Sampai saat ini pemerintah telah melakukan berbagai macam upaya untuk menanggulangi penyebaran virus DBD, dan hasilnya cukup memuaskan. Data menunjukan adanya penurunan angka pasien terkena penyakit dbd di jawa timur terutama di surabaya yang cukup signifikan.
Inovasi Pemanfaatan Nyamuk Ber-wolbachia
Wolbachia adalah bakteri alami dari 6 dari 10 jenis serangga. Wolbachia dalam tubuh nyamuk Aedes aegypti dapat menurunkan replikasi virus dengue sehingga dapat mengurangi kapasitas nyamuk tersebut sebagai vektor dengue.
Mekanisme kerja yang utama adalah melalui kompetisi makanan antara virus dan bakteri, dengan sedikitnya makanan yang bisa menghidupi virus, maka virus tidak dapat berkembang biak.

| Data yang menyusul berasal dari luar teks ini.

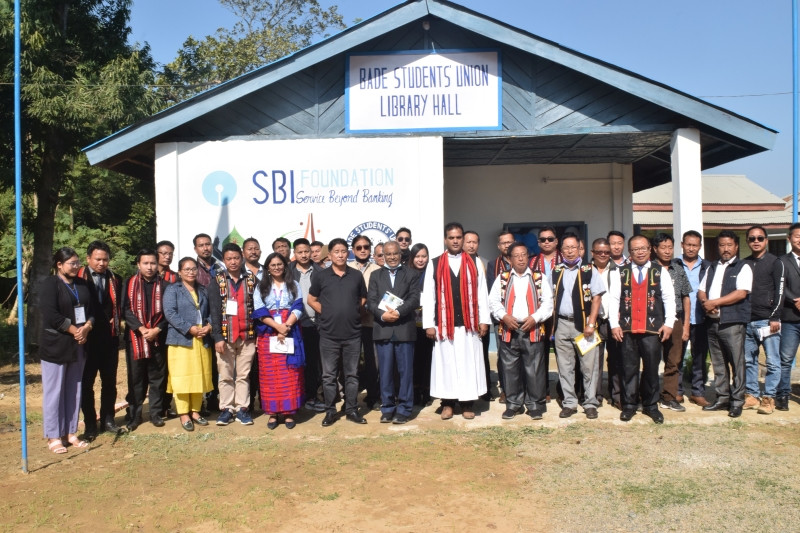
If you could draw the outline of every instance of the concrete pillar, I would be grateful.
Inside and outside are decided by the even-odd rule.
[[[675,130],[670,141],[672,216],[675,247],[688,230],[703,234],[703,186],[700,177],[700,131]],[[677,254],[678,252],[676,252]],[[700,254],[702,255],[702,248]]]

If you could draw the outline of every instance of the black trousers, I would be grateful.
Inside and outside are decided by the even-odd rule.
[[[167,347],[163,344],[150,351],[150,357],[134,361],[130,343],[126,346],[128,361],[128,412],[141,413],[145,398],[150,400],[150,416],[166,409]]]
[[[361,351],[364,354],[364,364],[359,366],[358,369],[359,392],[366,389],[367,399],[373,403],[379,402],[381,401],[381,385],[371,326],[361,328]],[[370,405],[369,407],[371,408],[372,406]]]
[[[98,331],[108,336],[108,342],[87,344],[86,365],[81,381],[81,411],[88,429],[97,427],[97,411],[94,402],[94,382],[100,374],[100,422],[114,420],[114,404],[117,402],[117,368],[119,368],[119,344],[111,338],[111,332]]]
[[[483,344],[483,368],[486,370],[486,394],[491,394],[492,391],[492,369],[489,367],[489,343],[491,339],[489,335],[481,337],[481,344]],[[499,355],[499,354],[498,354]],[[499,357],[498,357],[499,359]]]
[[[612,402],[622,404],[622,343],[614,340],[614,337],[609,335],[606,339],[606,349],[608,350],[608,357],[606,358],[606,365],[608,365],[608,397]],[[638,402],[637,402],[638,403]]]
[[[414,389],[425,398],[431,395],[431,359],[433,341],[425,335],[425,330],[417,328],[417,342],[414,344]]]
[[[506,407],[529,411],[547,410],[547,362],[544,341],[531,342],[530,333],[511,332],[511,340],[503,342],[500,357],[506,371]]]
[[[639,367],[642,376],[639,378]],[[642,410],[658,409],[661,339],[652,333],[625,333],[622,337],[622,408],[636,409],[639,396]]]

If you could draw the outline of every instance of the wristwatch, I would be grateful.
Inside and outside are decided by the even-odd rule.
[[[587,322],[586,327],[589,327],[589,328],[592,328],[592,329],[597,329],[597,324],[589,324]]]

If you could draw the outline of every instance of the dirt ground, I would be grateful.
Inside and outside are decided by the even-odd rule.
[[[434,403],[402,426],[377,411],[330,428],[302,412],[294,430],[274,431],[264,416],[193,433],[145,422],[57,456],[29,365],[23,474],[18,372],[0,367],[2,531],[800,530],[796,394],[788,412],[737,420],[686,404],[663,426],[620,422],[608,405],[597,420],[562,420],[555,402],[537,422],[502,420],[497,402],[446,422]]]

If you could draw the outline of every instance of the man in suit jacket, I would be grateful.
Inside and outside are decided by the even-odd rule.
[[[419,307],[419,280],[416,272],[401,265],[402,255],[397,242],[384,244],[383,255],[386,265],[372,273],[367,291],[367,310],[375,317],[372,338],[378,353],[381,422],[405,424],[414,405],[412,372],[417,340],[415,311]],[[396,308],[391,304],[381,306],[386,293],[397,296],[403,303]],[[397,389],[395,369],[400,377]]]
[[[92,296],[95,331],[86,342],[86,365],[81,384],[81,411],[87,440],[97,437],[97,411],[94,402],[94,380],[100,374],[100,430],[118,433],[114,421],[117,402],[117,368],[119,367],[119,321],[122,302],[122,278],[111,272],[111,249],[102,241],[92,241],[86,251],[86,263],[78,277],[86,280]]]
[[[789,410],[792,364],[800,345],[800,223],[789,227],[788,240],[792,251],[781,256],[785,278],[781,307],[781,378],[775,394],[775,409],[779,411]]]

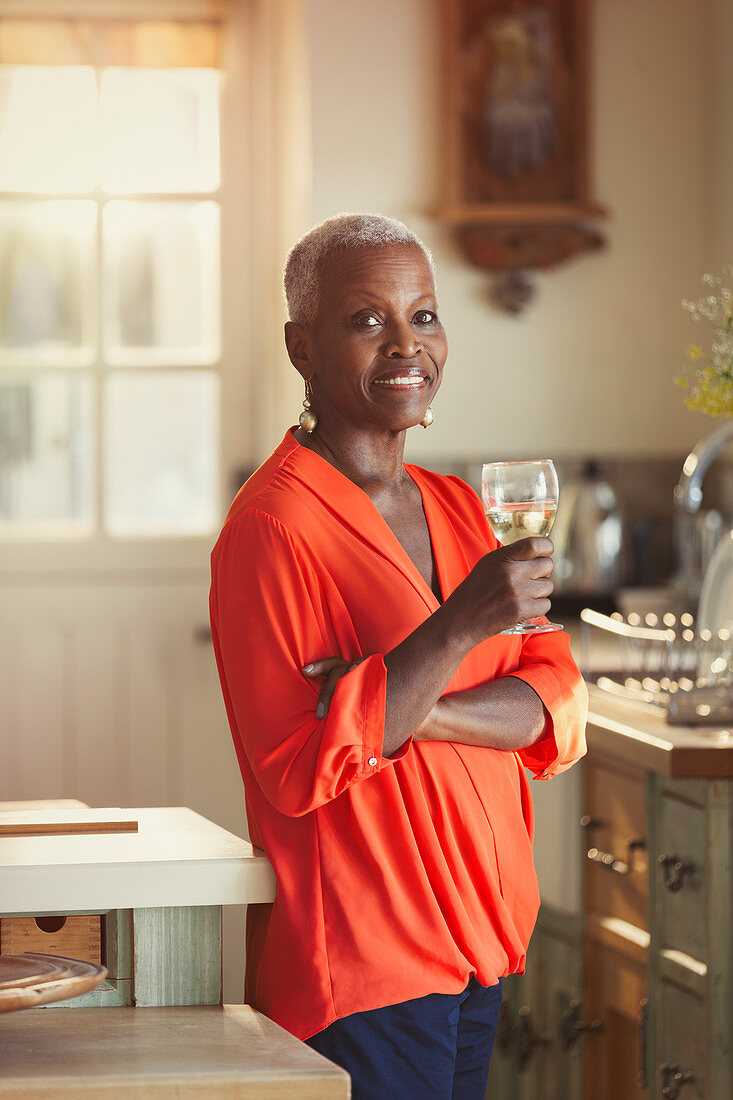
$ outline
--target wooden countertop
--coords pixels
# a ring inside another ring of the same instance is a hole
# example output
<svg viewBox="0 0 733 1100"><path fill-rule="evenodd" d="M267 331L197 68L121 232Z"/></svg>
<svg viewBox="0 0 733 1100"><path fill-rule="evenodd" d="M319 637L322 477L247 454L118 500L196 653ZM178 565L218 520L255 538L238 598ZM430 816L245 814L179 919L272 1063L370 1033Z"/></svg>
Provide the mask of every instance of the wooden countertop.
<svg viewBox="0 0 733 1100"><path fill-rule="evenodd" d="M184 807L0 810L0 825L139 822L137 832L6 836L0 912L103 912L272 901L275 877L247 840Z"/></svg>
<svg viewBox="0 0 733 1100"><path fill-rule="evenodd" d="M656 707L589 692L589 749L680 779L733 777L733 729L669 726Z"/></svg>
<svg viewBox="0 0 733 1100"><path fill-rule="evenodd" d="M348 1100L348 1074L249 1005L32 1009L0 1027L2 1100Z"/></svg>
<svg viewBox="0 0 733 1100"><path fill-rule="evenodd" d="M612 635L590 631L579 619L567 620L566 632L586 677L618 667L618 642ZM670 726L658 707L614 698L593 683L588 691L591 750L672 778L733 777L733 729Z"/></svg>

Melalui mekanisme tersebut, Wolbachia berpotensi menurunkan replikasi virus dengue di tubuh nyamuk, sebab nyamuk Aedes aegypti ber-Wolbachia bukan organisme hasil modifikasi genetik, mengingat bakteri Wolbachia yang dimasukkan ke dalam tubuh Aedes aegypti identik dengan Wolbachia yang ada di inang aslinya yaitu Drosophila melanogaster. (Grehenson, 2025)
Penelitian mengenai pelepasan nyamuk ber wolbachia yang dilakukan di Yogyakarta terbukti berhasil menurunkan kasus DBD di wilayah intervensi, hal ini selaras dengan pengakuan WHO yang menyatakan adanya bukti dampak positif intervensi ini terhadap kesehatan masyarakat.

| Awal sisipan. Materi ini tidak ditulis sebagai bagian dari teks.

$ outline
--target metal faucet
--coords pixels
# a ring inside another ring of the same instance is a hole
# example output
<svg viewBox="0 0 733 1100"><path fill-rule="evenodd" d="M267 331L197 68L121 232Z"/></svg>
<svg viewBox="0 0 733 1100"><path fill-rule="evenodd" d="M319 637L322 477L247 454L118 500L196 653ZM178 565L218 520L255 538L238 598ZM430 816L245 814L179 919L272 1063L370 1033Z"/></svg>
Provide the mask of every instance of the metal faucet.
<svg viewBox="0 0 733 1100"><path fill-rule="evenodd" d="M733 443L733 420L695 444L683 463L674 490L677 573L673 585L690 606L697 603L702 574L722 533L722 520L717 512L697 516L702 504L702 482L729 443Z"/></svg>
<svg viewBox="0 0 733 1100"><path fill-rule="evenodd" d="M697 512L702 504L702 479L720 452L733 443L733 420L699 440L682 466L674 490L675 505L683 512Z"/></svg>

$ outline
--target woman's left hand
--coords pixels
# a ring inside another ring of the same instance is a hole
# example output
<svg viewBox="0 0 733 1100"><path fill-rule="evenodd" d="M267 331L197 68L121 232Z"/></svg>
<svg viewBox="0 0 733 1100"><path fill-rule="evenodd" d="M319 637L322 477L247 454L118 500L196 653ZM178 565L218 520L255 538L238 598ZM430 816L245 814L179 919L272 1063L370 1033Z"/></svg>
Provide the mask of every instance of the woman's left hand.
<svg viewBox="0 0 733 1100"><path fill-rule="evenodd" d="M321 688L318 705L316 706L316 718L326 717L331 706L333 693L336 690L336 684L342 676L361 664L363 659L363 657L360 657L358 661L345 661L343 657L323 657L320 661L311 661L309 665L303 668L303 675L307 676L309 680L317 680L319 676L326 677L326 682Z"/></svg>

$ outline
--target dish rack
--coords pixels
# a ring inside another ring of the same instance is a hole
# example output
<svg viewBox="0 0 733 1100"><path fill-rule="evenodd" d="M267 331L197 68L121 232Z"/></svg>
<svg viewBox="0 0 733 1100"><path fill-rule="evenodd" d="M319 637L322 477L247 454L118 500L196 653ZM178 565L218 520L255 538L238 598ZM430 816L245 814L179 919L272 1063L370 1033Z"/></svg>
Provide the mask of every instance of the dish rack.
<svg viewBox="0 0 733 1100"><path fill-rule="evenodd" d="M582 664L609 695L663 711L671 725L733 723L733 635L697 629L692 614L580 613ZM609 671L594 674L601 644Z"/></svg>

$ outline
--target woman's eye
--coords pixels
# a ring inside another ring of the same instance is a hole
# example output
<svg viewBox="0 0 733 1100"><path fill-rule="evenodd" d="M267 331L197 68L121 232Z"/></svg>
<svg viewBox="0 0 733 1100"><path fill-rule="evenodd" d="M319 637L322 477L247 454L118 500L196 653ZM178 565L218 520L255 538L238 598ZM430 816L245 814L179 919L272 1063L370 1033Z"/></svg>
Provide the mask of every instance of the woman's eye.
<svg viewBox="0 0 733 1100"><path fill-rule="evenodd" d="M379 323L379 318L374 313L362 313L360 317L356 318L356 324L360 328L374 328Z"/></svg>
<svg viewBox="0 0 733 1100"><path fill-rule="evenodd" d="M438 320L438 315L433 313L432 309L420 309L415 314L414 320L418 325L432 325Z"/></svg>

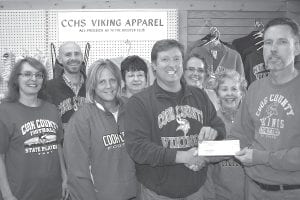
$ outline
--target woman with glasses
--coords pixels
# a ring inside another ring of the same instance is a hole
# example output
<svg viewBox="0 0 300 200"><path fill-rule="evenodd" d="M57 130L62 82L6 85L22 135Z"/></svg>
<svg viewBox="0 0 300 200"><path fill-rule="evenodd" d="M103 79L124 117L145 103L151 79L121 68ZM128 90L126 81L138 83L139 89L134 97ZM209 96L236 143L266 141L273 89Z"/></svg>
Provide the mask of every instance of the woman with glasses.
<svg viewBox="0 0 300 200"><path fill-rule="evenodd" d="M205 62L205 58L197 53L188 54L183 63L184 68L184 80L188 85L203 89L208 95L211 102L214 104L215 109L219 109L218 97L214 90L206 88L206 82L208 79L208 66ZM215 189L213 180L211 177L211 166L208 167L208 176L206 183L203 186L203 190L206 199L215 198Z"/></svg>
<svg viewBox="0 0 300 200"><path fill-rule="evenodd" d="M87 78L87 101L70 119L64 138L72 200L129 200L136 196L134 164L125 149L121 73L98 60Z"/></svg>
<svg viewBox="0 0 300 200"><path fill-rule="evenodd" d="M66 173L57 108L38 98L45 67L34 58L16 63L0 104L0 189L9 200L59 200Z"/></svg>
<svg viewBox="0 0 300 200"><path fill-rule="evenodd" d="M196 53L189 54L184 60L183 67L183 77L187 84L198 87L200 89L204 89L208 97L214 104L216 110L218 110L219 105L216 93L211 89L207 89L205 86L206 80L208 78L208 66L206 65L204 57Z"/></svg>

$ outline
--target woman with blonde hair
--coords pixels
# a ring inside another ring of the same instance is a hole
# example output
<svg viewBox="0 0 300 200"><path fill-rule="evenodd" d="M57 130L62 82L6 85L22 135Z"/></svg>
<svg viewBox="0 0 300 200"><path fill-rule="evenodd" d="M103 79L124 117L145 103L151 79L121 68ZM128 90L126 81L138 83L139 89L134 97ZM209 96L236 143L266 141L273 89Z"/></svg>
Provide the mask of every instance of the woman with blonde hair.
<svg viewBox="0 0 300 200"><path fill-rule="evenodd" d="M136 197L133 161L125 149L121 74L110 60L88 72L87 103L72 116L64 153L72 200L128 200Z"/></svg>
<svg viewBox="0 0 300 200"><path fill-rule="evenodd" d="M225 123L226 135L229 134L246 93L247 82L235 70L217 74L215 91L219 98L218 116ZM212 166L211 173L216 200L244 199L244 170L234 158L223 160Z"/></svg>

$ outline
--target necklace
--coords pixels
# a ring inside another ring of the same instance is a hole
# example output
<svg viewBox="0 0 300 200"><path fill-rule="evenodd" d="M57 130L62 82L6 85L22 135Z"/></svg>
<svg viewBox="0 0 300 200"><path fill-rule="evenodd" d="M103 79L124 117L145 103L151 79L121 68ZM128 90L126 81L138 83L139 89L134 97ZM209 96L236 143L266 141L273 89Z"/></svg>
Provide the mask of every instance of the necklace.
<svg viewBox="0 0 300 200"><path fill-rule="evenodd" d="M226 121L229 121L231 123L234 122L234 118L237 113L237 110L221 107L220 111L223 114Z"/></svg>

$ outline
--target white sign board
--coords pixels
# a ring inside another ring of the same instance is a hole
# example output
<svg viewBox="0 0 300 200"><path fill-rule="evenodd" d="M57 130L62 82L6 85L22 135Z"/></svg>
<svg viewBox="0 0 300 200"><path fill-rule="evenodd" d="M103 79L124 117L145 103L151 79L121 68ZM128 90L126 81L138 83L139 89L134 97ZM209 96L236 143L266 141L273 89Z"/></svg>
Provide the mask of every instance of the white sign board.
<svg viewBox="0 0 300 200"><path fill-rule="evenodd" d="M58 12L58 32L60 42L166 39L167 10Z"/></svg>

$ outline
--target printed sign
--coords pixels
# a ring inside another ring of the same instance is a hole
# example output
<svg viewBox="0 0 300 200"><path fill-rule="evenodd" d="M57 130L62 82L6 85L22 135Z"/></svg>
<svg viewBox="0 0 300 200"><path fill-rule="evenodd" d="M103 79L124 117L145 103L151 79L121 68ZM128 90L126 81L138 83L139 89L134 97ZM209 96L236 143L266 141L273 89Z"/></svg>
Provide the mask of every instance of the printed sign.
<svg viewBox="0 0 300 200"><path fill-rule="evenodd" d="M167 36L167 10L58 12L63 41L160 40Z"/></svg>

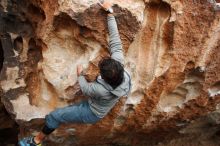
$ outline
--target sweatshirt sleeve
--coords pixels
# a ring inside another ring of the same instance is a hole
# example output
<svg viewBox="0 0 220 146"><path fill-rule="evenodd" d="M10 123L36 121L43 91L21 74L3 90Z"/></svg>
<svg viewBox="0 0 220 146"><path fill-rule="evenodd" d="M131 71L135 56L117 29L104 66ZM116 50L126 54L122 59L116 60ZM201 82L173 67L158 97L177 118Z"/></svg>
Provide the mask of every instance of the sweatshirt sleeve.
<svg viewBox="0 0 220 146"><path fill-rule="evenodd" d="M109 52L111 58L124 64L124 55L122 43L118 32L117 23L113 15L108 15L108 30L109 30Z"/></svg>
<svg viewBox="0 0 220 146"><path fill-rule="evenodd" d="M82 90L82 93L85 96L88 96L88 97L99 96L97 94L98 86L96 83L94 83L94 82L88 83L83 75L78 77L78 82L79 82L80 88Z"/></svg>

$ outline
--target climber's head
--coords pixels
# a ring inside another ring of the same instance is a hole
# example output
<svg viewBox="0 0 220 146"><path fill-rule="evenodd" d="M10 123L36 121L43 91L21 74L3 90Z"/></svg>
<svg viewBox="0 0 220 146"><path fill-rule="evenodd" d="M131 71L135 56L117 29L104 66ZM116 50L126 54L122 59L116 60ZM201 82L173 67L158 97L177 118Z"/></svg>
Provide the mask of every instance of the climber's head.
<svg viewBox="0 0 220 146"><path fill-rule="evenodd" d="M111 58L104 58L99 62L101 77L113 88L120 85L124 78L124 68L122 64Z"/></svg>

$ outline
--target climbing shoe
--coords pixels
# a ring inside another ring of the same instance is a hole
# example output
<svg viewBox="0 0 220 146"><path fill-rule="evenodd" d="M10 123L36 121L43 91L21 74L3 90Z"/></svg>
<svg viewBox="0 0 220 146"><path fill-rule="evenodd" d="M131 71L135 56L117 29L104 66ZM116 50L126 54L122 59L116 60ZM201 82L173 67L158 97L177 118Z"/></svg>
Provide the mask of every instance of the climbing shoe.
<svg viewBox="0 0 220 146"><path fill-rule="evenodd" d="M18 145L19 146L42 146L41 143L40 144L35 143L33 136L23 138L22 140L19 141Z"/></svg>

Studi laboratorium dan literatur juga membuktikan bahwa Wolbachia mampu mengganggu sistem reproduksi nyamuk, memperpendek usia hidupnya, serta menghambat replikasi virus dengue, meskipun efektivitasnya baru tercapai bila proporsi nyamuk ber-Wolbachia di alam mencapai ambang sekitar 60% agar populasi dapat berganti secara berkelanjutan.

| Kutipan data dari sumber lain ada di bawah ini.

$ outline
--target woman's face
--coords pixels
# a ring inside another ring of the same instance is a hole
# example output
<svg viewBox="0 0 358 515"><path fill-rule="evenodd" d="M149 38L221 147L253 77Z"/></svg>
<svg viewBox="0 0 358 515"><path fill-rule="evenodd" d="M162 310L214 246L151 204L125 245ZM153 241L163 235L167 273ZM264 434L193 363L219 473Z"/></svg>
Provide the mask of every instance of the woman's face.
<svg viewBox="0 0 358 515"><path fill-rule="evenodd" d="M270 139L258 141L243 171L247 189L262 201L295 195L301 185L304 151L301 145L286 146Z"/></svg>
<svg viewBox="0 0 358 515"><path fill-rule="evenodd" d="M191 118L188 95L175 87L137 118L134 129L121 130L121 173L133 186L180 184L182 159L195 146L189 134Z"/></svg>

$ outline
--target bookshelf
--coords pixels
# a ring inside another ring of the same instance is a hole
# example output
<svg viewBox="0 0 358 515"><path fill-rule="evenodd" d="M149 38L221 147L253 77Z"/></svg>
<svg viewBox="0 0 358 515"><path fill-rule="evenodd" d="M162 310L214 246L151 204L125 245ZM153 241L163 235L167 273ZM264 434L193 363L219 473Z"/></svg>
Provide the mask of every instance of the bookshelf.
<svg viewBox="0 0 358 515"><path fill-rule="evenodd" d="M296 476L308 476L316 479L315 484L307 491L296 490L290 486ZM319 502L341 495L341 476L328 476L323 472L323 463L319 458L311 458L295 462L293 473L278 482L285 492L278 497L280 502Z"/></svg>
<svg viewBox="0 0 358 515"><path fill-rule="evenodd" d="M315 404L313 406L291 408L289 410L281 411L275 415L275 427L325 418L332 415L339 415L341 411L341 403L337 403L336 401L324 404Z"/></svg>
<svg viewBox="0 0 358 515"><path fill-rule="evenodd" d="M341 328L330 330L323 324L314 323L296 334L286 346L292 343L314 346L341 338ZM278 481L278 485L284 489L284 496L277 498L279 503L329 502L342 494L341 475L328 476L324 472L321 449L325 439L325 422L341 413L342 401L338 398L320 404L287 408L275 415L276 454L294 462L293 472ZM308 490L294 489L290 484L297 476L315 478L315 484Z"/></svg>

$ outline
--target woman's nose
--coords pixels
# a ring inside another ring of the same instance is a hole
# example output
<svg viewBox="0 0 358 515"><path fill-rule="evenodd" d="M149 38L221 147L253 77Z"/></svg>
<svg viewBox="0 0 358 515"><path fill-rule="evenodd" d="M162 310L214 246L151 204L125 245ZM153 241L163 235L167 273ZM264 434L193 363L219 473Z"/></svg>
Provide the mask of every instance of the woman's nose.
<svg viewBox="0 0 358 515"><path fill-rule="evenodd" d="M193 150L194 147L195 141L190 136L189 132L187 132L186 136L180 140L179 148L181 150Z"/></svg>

Meski begitu, beberapa tantangan terkait aspek keamanan, seperti potensi transfer horizontal ke spesies non-target dan dampak jangka panjang terhadap ekosistem, yang sampai saat ini belum terbukti merugikan tetapi tetap memerlukan kajian secara menyeluruh. Di Indonesia, program ini masih dalam tahap uji coba di beberapa kota seperti Jakarta Barat, Bandung, Semarang, Bontang, dan Kupang, Yogyakarta, dengan keberhasilan yang dapat membuka peluang ekspansi lebih luas. Selain itu, faktor sosial juga menjadi tantangan penting, karena persepsi masyarakat terhadap pelepasan organisme dengan mikroba baru menuntut adanya edukasi dan transparansi agar intervensi ini dapat diterima dengan baik.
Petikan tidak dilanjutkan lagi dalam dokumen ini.